Friday, 7 March 2014

The article rumoured to have seen an indigenous magazine slated for closure

Does publication of the article below see NSW Aboriginal Land Council's Tracker Magazine closing under pressure from NSW Indigenous Affairs Minister Victor Dominello?

VOTE OF NO CONFIDENCE: How black Australia rejected Tony Abbott

Prime Minister Tony Abbott.
NATIONAL: Tony Abbott is the new ‘Prime Minister for Indigenous Affairs’. One problem: no-one bothered to ask Aboriginal people if they even wanted him.

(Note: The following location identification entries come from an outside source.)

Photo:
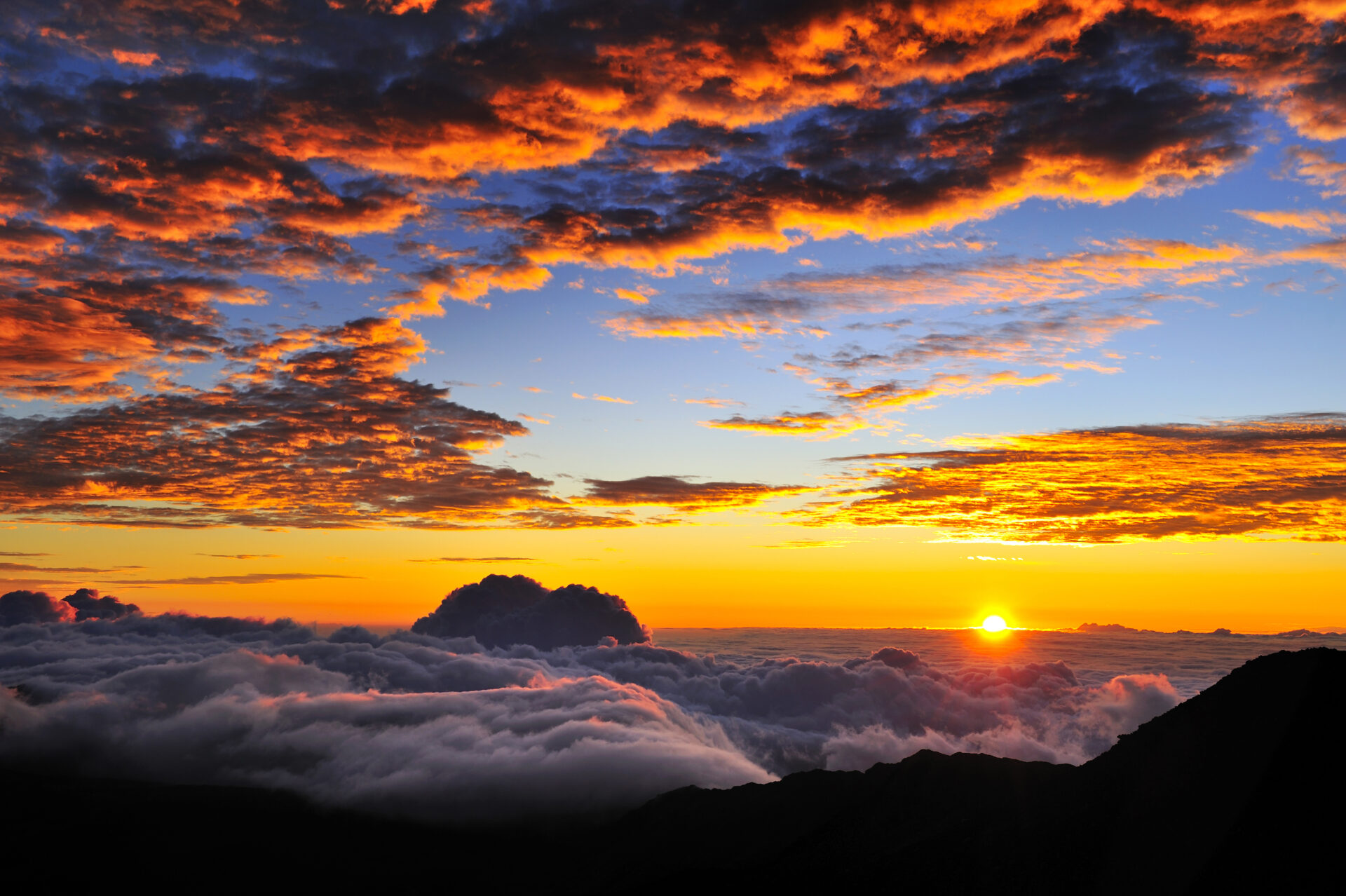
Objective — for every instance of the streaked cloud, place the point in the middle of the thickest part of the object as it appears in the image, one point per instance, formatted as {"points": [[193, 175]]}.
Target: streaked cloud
{"points": [[1263, 478], [683, 494]]}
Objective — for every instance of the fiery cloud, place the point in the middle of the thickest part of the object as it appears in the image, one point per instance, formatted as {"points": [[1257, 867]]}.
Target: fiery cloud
{"points": [[1272, 478], [318, 428], [681, 494], [902, 118]]}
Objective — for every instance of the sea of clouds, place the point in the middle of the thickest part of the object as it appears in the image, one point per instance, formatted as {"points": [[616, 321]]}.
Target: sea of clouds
{"points": [[443, 727]]}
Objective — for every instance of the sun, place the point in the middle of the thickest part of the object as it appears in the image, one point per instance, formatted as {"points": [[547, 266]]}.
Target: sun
{"points": [[993, 623]]}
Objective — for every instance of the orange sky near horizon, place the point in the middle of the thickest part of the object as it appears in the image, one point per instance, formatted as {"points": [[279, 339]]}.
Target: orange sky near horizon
{"points": [[820, 315], [727, 576]]}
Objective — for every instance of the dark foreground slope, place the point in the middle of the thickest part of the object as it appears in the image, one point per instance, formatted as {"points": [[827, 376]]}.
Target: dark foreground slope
{"points": [[1230, 790]]}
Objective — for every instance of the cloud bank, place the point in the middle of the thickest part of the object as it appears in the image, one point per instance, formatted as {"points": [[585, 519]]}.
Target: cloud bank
{"points": [[446, 728]]}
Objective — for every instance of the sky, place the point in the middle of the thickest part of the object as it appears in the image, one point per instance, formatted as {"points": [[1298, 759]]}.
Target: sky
{"points": [[831, 315]]}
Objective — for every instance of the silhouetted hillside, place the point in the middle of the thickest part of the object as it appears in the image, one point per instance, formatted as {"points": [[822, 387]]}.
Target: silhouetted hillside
{"points": [[1229, 790]]}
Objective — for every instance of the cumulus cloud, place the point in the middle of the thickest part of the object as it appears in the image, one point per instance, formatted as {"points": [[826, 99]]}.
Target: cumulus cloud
{"points": [[517, 610], [29, 607], [444, 727]]}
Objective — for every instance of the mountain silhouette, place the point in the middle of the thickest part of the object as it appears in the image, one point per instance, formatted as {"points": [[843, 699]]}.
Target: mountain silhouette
{"points": [[1233, 790]]}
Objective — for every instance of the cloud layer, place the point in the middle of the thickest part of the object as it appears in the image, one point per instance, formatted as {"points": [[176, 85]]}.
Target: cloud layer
{"points": [[446, 728]]}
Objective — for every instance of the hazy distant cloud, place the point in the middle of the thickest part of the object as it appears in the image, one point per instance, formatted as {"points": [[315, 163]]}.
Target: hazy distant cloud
{"points": [[243, 556], [475, 560], [245, 579], [1272, 477], [444, 730], [1310, 219], [11, 568], [797, 544]]}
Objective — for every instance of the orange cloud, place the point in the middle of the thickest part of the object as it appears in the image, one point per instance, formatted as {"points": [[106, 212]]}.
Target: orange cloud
{"points": [[683, 494], [815, 424], [1310, 219], [317, 428], [131, 58], [1268, 478]]}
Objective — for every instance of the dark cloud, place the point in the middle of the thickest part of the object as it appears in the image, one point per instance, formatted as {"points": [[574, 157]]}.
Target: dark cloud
{"points": [[90, 606], [517, 610], [27, 607], [35, 607]]}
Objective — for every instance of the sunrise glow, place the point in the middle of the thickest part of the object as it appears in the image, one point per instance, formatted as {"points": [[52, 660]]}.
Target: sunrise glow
{"points": [[494, 432]]}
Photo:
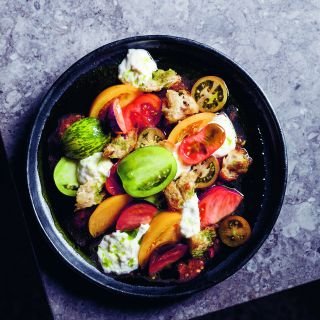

It turns out they didn’t, if the most in-depth analysis of Aboriginal voting intentions ever staged is anything to go by. CHRIS GRAHAM explains.
Somewhere in Wreck Bay – a tiny Aboriginal community on the NSW South Coast – a blackfella is hiding a deep, dark secret.
He or she voted Liberal at the recent federal election. I’m not kidding.
Wreck Bay is in the bellwether seat of Eden-Monaro, an electorate which, since 1972, has always fallen to whichever party forms government.
2013 was no exception – it was held by Labor’s Mike Kelly, a rising star in the ALP, but by the end of counting had fallen to the Coalition’s Peter Hendy, a virtual unknown.
Hendy certainly doesn’t have the Wreck Bay community to thank for his success.
An analysis of the results from the community reveals that of the 62 votes cast, all of them bar one were directed towards Labor.
That stunning statistic earns Wreck Bay the distinction of the highest anti-Coalition vote of any Aboriginal community in the nation, at 98 percent.
But Wreck Bay was by no means alone in its strong anti-Coalition stance. Tracker magazine analysed 23,515 votes from voting booths in 277 communities around the country.
We looked at communities which were ‘identifiably Aboriginal’ – towns with Aboriginal populations higher than 80 percent.
Wilcannia in the far west of NSW, for example, fits this profile. Other communities include Toomelah, Murrin Bridge and Wreck Bay in NSW, Woorabinda and Cherbourg in Queensland, and a host of discrete Aboriginal communities across the Northern Territory which have populations close to 100 percent Aboriginal.
The analysis reveals that all but seven of the 65 booths returned more than 50 percent against the Coalition.
Nationally, 64 percent of Aboriginal electors directed their vote – either before or after preferences – to the Labor Party. But even that figure is likely to be understated.
There’s no way to discern the black vote from booths in, for example, metropolitan Sydney, where anecdotally at least, the anti-Coalition vote is even higher.